A nurse who admitted supplying controlled drugs into a prison while working there has had her registration cancelled by order of the High Court.
High Court president Ms Justice Irvine granted the cancellation order on Monday to the Nursing and Midwifery Board of Ireland (NWB), represented by solicitor J.P. McDowell.
The judge was told the nurse, who was not in court and not represented, had not appealed against the board's recommendation, subject to court approval, in favour of cancellation.
The nurse was a general nurse employed by the Irish Prison Service at the relevant times. By court order, the prison and a witness involved cannot be identified.
Having pleaded guilty in July 2016 to a charge of supplying a controlled drug into a prison, the nurse received a three-year sentence in late 2016, of which all but three months was suspended on condition she entered into a €500 bond to keep the peace and be of good behaviour for five years.
Prior to the court hearing, and following the nurse's arrest by gardaí, a formal complaint about her was made in early 2015 to the NWB which lead to a fitness-to-practice committee inquiry.
It made several findings of misconduct against the nurse including that she had, on one or more unidentified dates around January 8th 2015, failed to maintain appropriate professional boundaries when she engaged with one or more prisoners regarding her personal circumstances.
It was also found she had, around the same time, failed to report to prison authorities she had been requested by one or more prisoners to convey illegal and/or controlled drugs into the prison in exchange for money.
It was further found she had, around mid-December 2014, conveyed, on two separate occasions, a quantity of illegal and/or controlled drugs in the prison and had given, or arranged for those to be given, to one or more unidentified prisoners for a financial sum.
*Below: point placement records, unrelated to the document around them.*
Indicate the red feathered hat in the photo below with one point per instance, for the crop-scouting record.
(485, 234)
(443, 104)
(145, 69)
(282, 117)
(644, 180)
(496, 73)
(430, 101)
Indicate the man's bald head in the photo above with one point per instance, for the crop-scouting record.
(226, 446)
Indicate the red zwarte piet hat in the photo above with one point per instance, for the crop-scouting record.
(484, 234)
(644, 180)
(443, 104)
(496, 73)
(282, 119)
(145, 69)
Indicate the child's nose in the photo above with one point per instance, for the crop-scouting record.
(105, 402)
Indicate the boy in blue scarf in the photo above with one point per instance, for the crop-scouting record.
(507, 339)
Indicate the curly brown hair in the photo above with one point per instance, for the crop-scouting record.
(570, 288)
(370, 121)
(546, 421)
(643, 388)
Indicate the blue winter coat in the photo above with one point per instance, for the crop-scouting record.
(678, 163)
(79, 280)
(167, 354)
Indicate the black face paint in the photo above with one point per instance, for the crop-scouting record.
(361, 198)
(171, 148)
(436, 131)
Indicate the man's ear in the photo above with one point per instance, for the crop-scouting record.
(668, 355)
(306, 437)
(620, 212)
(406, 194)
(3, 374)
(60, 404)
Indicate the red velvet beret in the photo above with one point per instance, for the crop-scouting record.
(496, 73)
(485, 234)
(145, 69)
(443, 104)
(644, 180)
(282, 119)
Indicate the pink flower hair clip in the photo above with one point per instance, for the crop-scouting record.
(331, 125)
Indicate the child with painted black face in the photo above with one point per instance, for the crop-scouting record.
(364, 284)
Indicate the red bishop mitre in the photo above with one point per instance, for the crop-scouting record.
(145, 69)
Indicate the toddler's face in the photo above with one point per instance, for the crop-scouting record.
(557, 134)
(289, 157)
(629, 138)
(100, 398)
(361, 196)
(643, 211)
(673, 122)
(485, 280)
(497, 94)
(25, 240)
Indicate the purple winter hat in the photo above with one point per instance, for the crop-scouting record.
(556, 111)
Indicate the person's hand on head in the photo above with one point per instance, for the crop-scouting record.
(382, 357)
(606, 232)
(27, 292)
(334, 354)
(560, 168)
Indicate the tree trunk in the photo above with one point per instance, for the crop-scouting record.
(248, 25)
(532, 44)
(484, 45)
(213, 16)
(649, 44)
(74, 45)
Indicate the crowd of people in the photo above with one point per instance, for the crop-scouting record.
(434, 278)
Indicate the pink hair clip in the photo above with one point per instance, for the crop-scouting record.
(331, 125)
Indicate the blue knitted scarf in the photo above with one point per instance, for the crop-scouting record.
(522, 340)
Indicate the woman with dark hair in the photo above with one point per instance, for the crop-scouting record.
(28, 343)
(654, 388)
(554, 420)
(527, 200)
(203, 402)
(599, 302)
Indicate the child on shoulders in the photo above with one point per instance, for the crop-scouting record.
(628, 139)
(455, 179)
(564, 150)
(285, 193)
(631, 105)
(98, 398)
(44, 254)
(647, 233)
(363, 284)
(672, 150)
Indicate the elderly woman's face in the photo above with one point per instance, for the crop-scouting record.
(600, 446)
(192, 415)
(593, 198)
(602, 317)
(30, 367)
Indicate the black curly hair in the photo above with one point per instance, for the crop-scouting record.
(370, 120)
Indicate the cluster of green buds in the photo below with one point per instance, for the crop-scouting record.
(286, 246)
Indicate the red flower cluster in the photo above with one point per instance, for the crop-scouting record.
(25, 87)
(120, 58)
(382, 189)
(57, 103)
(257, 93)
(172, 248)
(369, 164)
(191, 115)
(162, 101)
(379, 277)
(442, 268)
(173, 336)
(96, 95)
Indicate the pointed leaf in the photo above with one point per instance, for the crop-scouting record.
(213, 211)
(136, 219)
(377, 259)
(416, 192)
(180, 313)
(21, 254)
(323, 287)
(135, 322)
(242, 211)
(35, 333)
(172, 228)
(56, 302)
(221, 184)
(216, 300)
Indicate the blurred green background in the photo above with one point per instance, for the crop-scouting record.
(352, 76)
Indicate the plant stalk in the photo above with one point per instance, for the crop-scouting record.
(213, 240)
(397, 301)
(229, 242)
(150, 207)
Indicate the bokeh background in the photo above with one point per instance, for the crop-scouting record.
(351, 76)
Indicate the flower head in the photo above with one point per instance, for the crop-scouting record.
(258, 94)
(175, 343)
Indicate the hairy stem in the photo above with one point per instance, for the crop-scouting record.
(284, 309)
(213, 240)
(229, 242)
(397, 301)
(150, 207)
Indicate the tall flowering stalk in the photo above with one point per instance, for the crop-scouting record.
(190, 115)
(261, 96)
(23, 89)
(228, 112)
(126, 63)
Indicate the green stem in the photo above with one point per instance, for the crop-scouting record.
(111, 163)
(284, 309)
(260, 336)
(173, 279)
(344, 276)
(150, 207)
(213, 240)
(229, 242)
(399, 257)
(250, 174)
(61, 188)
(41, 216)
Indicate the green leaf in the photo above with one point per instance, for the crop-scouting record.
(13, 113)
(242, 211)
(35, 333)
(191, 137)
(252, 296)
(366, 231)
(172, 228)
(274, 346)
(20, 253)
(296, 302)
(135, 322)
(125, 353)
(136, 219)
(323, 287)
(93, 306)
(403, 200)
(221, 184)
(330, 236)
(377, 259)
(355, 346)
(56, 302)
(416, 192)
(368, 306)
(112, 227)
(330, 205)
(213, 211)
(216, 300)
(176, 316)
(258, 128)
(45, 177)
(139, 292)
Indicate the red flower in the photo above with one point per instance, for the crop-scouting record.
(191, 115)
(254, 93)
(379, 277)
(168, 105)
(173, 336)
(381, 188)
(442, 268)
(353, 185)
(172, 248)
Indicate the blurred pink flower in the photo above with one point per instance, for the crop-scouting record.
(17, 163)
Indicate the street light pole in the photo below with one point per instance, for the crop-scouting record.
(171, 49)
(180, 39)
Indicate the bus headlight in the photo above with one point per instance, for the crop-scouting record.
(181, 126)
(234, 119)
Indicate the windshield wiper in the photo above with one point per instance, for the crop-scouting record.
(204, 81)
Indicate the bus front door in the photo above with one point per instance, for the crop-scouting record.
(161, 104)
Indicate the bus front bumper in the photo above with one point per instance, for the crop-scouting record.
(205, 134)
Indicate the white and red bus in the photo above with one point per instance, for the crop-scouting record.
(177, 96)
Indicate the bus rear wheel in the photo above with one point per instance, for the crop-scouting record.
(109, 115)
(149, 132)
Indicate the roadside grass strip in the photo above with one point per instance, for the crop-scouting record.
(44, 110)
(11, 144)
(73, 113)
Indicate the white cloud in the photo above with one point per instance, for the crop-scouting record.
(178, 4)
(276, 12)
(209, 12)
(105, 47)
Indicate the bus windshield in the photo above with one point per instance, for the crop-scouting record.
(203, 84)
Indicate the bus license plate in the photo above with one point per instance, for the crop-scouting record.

A further finding was that she had, while in the vicinity of the prison about January 8th 2015, about 41.4 grams of cannabis herb with the intention of conveying that in the prison or to a person inside the prison by placing it inside or outside the prison, or by throwing or projecting it into the prison. It was further found, on the same date, she had various medications in her staff locker which she knew, or should have known, was inappropriate where some or all of the medications came from the prison pharmacy and was not prescribed to her.
The inquiry found the proven allegations amounted to professional misconduct representing a serious falling short of professional standards and infamous and/or disgraceful conduct.
It noted various mitigating factors, including the nurse had maintained her sobriety since early 2015, had sufficient insight into her situation and had taken extensive remedial steps to address her addiction. It also noted she had participated, without legal representation but assisted by a friend, in the vast majority of the inquiry despite that being difficult for her.
Given the seriousness of the findings, the committee recommended her registration be cancelled and, at a meeting last January, the Board agreed with that proposed sanction. After the nurse did not appeal, the Board applied to the High Court for confirmation of that.
Today, Ms Justice Irvine said, having reviewed the material before the court, including the transcript of the inquiry, there was no fault in the board's approach and no basis was shown for the court not to confirm cancellation of registration in this case.